ÖZGÜN DİL BOZUKLUĞU - II

Özgün dil bozukluğu olan çocuklar, konuşulan dili anlama ve üretmede yaşıtlarından geridirler. Özgün dil bozukluğu olan çocukların, konuşma seslerini üretmede, kendilerini sözel olarak ifade etmede ve başkalarının konuşmalarını anlamada problemleri vardır. Cümle içindeki sözcükleri anlama ve kullanmada güçlük yaşarlar. Bu çocuklar, ne söylendiğini anlıyor gibi gözükürler ancak çoğu zaman konunun ana temasını anlayamaz ya da sorulan soruya uygun olmayan cevaplar verirler.
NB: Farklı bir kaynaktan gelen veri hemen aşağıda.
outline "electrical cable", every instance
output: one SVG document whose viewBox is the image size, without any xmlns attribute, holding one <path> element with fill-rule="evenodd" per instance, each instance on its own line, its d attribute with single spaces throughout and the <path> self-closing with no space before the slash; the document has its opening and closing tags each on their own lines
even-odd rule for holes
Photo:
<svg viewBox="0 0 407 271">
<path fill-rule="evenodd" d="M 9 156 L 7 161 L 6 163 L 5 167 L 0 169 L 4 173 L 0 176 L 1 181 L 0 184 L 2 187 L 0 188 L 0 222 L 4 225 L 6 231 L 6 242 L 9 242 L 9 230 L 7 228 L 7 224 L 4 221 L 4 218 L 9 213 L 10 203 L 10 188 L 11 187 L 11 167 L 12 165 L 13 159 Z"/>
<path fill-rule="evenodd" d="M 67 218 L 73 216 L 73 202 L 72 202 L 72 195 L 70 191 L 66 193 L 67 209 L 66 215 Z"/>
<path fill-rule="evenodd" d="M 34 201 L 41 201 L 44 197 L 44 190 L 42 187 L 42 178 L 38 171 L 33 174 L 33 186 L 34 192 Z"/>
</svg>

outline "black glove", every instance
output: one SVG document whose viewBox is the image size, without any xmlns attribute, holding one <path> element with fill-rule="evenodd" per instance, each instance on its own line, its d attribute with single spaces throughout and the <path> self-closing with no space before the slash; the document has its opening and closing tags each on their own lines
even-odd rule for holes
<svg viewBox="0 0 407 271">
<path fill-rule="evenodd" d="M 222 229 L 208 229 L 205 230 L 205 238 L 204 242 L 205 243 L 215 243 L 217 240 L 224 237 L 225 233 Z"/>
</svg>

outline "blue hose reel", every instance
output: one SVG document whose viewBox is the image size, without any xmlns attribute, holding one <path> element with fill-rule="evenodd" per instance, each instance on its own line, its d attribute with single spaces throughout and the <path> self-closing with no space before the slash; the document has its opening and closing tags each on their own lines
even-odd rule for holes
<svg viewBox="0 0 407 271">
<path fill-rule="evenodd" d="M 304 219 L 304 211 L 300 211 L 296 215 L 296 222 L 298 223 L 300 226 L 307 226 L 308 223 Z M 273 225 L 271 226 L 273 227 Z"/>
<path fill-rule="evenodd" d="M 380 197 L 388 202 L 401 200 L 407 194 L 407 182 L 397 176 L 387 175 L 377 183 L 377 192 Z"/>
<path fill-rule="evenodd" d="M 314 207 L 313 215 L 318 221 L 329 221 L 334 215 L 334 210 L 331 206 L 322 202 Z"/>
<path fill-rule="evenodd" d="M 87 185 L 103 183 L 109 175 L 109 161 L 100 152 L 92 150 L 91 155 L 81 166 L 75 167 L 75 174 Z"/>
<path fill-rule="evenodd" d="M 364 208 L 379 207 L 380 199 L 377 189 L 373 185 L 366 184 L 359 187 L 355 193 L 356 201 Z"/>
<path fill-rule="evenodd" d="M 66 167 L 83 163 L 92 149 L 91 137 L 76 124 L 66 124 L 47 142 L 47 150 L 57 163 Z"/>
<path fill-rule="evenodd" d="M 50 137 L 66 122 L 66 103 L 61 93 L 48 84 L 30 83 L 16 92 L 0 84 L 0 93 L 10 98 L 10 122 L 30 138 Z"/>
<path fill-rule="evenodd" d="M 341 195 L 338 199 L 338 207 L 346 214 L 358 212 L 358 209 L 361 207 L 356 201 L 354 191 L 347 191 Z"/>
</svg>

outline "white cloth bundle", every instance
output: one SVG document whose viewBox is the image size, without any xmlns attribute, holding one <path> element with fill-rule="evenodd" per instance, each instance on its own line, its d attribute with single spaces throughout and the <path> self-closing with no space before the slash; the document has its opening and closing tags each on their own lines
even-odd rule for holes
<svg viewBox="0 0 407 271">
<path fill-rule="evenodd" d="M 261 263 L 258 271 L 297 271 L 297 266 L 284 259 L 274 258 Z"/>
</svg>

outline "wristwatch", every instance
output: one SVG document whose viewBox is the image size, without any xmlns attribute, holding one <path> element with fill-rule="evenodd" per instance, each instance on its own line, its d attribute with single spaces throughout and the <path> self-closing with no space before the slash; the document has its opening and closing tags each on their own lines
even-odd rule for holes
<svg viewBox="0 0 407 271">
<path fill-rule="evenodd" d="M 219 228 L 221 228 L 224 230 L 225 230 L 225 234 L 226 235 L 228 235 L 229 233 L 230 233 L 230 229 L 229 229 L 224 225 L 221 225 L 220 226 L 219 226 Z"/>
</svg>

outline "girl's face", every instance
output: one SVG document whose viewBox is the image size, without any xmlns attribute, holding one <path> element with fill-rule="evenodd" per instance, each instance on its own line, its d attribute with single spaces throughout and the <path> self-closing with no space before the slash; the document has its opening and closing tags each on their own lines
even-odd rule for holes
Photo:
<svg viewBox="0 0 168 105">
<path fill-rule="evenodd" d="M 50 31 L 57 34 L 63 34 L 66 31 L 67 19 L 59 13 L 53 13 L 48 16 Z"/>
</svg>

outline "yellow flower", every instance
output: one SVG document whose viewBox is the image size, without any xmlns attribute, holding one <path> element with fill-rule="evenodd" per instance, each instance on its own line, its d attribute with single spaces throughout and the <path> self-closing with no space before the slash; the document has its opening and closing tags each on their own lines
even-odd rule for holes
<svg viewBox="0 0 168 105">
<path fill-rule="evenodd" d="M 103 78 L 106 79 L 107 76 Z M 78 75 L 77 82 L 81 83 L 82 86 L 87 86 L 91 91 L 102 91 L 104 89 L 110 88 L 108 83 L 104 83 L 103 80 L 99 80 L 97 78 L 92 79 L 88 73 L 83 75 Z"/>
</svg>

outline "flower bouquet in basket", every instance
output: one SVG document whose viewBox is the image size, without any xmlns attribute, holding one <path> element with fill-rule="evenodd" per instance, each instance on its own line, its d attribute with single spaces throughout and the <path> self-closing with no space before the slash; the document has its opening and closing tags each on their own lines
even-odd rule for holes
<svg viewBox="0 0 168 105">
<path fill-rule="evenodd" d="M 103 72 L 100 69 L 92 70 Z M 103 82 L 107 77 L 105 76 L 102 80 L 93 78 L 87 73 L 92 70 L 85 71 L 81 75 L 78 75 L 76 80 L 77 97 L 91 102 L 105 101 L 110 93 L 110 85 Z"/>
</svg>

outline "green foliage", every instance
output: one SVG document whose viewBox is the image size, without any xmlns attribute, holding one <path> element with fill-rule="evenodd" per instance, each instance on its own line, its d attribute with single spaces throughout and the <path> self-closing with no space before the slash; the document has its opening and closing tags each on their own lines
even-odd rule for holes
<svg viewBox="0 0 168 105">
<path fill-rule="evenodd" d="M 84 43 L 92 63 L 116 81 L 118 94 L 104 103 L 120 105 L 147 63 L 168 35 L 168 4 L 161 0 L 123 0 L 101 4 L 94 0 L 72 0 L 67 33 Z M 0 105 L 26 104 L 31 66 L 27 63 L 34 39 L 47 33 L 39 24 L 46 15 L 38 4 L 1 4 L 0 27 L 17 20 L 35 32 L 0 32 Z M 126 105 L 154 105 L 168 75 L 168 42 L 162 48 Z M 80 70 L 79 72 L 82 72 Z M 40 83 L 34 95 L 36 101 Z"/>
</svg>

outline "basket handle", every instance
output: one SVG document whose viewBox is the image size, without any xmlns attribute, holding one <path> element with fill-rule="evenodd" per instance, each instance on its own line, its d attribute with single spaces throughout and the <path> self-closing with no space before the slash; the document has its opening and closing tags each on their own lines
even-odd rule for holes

Tek tek kelimelerde konuşmaları anlaşılır olsa dahi kelimeleri bir araya getirerek cümle kurmakta başarısız olurlar. Bazı çocuklarda yalnızca alıcı ya da ifade edici dil becerilerinde problem görülürken, bazı çocuklarda her iki alanda da problem görülebilir.
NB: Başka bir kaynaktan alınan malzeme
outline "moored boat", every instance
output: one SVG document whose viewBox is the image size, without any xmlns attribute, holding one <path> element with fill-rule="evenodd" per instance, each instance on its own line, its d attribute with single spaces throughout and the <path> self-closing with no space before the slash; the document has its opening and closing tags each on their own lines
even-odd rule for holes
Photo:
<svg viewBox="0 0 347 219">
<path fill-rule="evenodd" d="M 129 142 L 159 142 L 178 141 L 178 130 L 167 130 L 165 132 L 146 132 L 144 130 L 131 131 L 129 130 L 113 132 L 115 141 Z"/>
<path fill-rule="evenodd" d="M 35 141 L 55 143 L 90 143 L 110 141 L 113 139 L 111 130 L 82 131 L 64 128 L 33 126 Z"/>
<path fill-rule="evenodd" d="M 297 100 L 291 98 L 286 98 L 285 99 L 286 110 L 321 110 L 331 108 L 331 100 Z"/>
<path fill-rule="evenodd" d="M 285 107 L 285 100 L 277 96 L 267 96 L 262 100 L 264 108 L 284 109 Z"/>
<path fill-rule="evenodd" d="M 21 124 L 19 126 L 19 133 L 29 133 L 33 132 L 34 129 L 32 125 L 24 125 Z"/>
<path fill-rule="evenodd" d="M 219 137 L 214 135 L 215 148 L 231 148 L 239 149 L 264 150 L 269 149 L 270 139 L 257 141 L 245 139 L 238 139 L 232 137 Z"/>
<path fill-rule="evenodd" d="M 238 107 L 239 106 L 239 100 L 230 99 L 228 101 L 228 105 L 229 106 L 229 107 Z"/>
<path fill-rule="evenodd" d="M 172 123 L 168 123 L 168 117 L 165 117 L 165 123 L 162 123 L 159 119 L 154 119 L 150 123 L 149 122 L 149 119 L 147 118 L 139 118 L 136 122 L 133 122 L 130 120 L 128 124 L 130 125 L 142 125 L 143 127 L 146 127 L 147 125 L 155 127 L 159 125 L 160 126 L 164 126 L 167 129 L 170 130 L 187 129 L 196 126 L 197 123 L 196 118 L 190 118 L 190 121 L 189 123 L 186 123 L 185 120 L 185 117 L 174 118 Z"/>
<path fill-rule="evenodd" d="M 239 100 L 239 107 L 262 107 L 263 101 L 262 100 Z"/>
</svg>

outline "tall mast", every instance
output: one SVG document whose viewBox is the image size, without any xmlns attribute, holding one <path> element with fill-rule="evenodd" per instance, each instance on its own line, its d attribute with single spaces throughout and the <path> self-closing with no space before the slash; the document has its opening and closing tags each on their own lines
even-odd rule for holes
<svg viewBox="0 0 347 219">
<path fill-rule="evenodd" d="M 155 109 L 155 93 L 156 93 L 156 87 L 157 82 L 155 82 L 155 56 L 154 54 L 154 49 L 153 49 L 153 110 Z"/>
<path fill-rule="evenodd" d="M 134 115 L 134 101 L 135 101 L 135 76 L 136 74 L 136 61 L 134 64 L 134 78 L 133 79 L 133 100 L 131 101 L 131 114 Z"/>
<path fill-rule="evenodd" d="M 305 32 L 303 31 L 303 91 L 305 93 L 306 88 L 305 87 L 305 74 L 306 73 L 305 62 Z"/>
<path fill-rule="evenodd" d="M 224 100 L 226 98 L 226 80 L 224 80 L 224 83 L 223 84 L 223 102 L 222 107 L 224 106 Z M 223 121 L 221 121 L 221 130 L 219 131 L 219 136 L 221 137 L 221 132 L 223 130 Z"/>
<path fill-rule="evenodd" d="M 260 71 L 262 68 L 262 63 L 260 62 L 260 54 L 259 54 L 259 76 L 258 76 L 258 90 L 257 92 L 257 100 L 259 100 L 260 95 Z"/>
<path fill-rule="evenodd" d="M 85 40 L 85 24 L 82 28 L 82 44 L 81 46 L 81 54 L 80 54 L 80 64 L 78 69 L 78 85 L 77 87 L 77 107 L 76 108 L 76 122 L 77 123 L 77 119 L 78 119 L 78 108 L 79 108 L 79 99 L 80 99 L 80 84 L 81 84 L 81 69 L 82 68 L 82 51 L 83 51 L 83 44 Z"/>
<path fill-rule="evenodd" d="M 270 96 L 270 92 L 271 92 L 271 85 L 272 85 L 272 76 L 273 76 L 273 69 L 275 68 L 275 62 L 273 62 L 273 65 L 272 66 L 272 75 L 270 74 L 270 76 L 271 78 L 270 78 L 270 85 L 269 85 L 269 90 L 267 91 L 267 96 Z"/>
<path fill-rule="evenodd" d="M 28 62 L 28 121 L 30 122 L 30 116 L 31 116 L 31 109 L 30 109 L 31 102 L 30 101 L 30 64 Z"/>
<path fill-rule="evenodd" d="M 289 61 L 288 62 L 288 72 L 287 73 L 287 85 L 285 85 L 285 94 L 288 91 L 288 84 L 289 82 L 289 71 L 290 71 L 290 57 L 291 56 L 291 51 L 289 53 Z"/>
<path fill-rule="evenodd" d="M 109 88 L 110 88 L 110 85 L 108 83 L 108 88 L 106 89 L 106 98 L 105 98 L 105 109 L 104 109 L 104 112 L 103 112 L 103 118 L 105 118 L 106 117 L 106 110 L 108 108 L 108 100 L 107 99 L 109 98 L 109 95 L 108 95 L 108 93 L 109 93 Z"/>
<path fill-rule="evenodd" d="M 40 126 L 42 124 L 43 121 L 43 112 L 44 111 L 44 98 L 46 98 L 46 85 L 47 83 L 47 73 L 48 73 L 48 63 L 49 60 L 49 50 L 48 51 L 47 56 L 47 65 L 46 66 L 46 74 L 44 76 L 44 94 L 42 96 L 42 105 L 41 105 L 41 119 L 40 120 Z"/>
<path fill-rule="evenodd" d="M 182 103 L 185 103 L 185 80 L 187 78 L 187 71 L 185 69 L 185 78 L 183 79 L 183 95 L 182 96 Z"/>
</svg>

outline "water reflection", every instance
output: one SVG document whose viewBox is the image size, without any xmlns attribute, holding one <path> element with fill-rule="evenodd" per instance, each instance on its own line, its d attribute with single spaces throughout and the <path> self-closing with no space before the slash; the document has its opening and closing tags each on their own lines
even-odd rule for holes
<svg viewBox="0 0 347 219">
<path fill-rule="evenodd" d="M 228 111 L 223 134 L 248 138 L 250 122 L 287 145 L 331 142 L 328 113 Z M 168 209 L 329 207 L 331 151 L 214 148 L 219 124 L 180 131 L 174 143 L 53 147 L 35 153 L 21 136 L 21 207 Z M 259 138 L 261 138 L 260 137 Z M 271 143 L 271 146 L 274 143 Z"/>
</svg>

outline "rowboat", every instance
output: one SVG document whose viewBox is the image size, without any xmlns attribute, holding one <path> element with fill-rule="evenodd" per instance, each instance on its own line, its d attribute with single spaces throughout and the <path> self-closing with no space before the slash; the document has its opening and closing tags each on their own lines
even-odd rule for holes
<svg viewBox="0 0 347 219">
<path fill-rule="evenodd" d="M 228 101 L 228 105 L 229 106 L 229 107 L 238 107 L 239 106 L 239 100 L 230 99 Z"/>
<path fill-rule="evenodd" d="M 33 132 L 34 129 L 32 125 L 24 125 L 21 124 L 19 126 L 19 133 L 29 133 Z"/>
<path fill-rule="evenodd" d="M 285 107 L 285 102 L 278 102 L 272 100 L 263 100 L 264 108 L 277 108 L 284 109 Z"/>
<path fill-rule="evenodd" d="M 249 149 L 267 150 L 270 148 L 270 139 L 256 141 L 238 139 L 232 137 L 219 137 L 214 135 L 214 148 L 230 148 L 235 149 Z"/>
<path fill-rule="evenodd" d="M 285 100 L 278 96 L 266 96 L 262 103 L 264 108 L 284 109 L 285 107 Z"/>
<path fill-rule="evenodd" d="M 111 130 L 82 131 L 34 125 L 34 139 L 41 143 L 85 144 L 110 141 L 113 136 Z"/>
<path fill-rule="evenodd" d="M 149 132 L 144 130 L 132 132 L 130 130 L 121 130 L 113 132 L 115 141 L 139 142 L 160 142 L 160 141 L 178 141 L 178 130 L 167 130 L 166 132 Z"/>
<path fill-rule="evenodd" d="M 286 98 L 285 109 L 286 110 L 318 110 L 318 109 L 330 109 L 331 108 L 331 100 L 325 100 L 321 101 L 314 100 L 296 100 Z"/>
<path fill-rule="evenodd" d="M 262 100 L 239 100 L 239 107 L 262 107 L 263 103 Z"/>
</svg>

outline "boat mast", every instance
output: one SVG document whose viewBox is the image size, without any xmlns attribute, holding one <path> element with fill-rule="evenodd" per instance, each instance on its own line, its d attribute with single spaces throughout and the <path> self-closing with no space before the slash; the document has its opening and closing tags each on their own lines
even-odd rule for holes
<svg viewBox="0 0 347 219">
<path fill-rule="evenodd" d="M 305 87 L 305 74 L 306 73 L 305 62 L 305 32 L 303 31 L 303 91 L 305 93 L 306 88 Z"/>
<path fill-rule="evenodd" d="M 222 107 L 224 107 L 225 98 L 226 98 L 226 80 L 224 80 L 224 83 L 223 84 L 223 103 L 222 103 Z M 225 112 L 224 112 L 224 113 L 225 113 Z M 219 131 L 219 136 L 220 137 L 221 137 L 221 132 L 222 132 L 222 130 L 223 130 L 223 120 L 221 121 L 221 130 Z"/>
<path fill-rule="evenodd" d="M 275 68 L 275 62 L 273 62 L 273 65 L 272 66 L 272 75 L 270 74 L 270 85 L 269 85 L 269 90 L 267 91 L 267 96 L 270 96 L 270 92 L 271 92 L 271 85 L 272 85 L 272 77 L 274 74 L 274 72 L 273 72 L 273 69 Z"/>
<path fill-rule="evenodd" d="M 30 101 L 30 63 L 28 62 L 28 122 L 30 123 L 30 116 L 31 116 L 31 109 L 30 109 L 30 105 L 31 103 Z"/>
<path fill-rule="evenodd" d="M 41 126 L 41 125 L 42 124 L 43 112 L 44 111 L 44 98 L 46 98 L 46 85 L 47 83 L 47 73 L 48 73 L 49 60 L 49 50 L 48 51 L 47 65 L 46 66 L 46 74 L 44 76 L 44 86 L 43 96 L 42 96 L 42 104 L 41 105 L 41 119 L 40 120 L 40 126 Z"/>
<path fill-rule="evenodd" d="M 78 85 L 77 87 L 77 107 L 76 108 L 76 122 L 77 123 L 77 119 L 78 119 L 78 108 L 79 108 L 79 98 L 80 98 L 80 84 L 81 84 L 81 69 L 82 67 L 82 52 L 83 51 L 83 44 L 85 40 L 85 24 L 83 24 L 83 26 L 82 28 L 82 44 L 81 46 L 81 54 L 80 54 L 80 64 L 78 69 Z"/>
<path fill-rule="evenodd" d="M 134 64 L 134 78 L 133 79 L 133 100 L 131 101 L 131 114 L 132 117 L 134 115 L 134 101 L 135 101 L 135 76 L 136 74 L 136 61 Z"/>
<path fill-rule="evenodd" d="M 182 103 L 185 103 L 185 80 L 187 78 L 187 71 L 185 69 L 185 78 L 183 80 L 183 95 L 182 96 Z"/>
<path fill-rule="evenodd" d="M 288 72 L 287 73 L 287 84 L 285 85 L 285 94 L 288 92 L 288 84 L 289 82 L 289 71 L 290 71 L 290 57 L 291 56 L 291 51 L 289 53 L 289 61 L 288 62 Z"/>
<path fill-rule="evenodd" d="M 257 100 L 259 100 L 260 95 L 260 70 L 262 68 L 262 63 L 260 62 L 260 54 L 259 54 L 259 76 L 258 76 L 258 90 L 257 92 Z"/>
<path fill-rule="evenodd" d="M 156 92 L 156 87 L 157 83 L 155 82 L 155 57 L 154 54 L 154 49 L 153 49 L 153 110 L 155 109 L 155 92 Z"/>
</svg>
Konuşmalarının en tipik özelliği yapım ve çekim eklerinin kullanılmayışıdır. Örneğin, çocuğa, resimdeki tavşanın kulağını gösterip "Bu tavşanın neresi?" diye sorulduğunda, "Tavşanın kulağı" ya da "Kulağı" demek yerine sadece "kulak" ya da "tavşan" diyebilir. Zaman kavramını anlamakta ve zaman bildiren kelimeleri kullanmakta zorlanabilirler. Örneğin "Ali'nin ablası gelmiş" cümlesinin yerine "Ali abla geldi"; "Dün Ayşelere gittik" cümlesinin yerine "Bugün Ayşe gitti" diyebilirler.  Yer-yön bildiren ekleri kullanmazlar. Örneğin "Kaşıklar çekmecenin içinde" cümlesini "Kaşık çekmece" şeklinde ifade edebilirler. "Benim, senin onların gibi aitlik bildiren kelimelerde karışıklık yaşayabilirler. Babasının saatini göstererek "Bu kimin saati?" diye sorulduğunda "Babamın" demek yerine "Baba" ya da "Baba saat" diyebilirler.   Konuşmalarında en sık gözlenen bir diğer problem de kelime bulma güçlükleridir. Bazı çocuklar günlük hayatta sık karşılaştıkları bazı objelerin isimlerini dahi hatırlamayabilirler. Daha önceden üzerinde konuşulmuş olan bir objeyi yeniden gösterdiğinizde "unuttum" ya da "bilmiyorum" diyebilirler. Kurdukları cümlelerin uzunlukları 3-4 kelimeyi geçmeyebilir. Cümle dizilişi hatalı ya da eksik olabilir. Örneğin; "Dayı geldi ev" gibi. Gramatik yapıdaki yetersizlikler çocukların konuşmalarının daha "bebeksi" ya da yaşından geri algılanmasına neden olur. Bazı çocuklarda eşlik eden sesletim hataları da olabilir. Bazı sesleri üretemeyebilir ya da kelime içinde farklı pozisyonlarda hedef sesin yerine başka bir ses kullanabilirler. Örneğin "balon" kelimesinde /b/ sesini doğru üretebilir ancak, "ayakkabı" yerine "ayakapı" diyebilirler. İşitsel algılama problemleri vardır. Bazı sesleri birbirinden ayırt edemeyebilirler.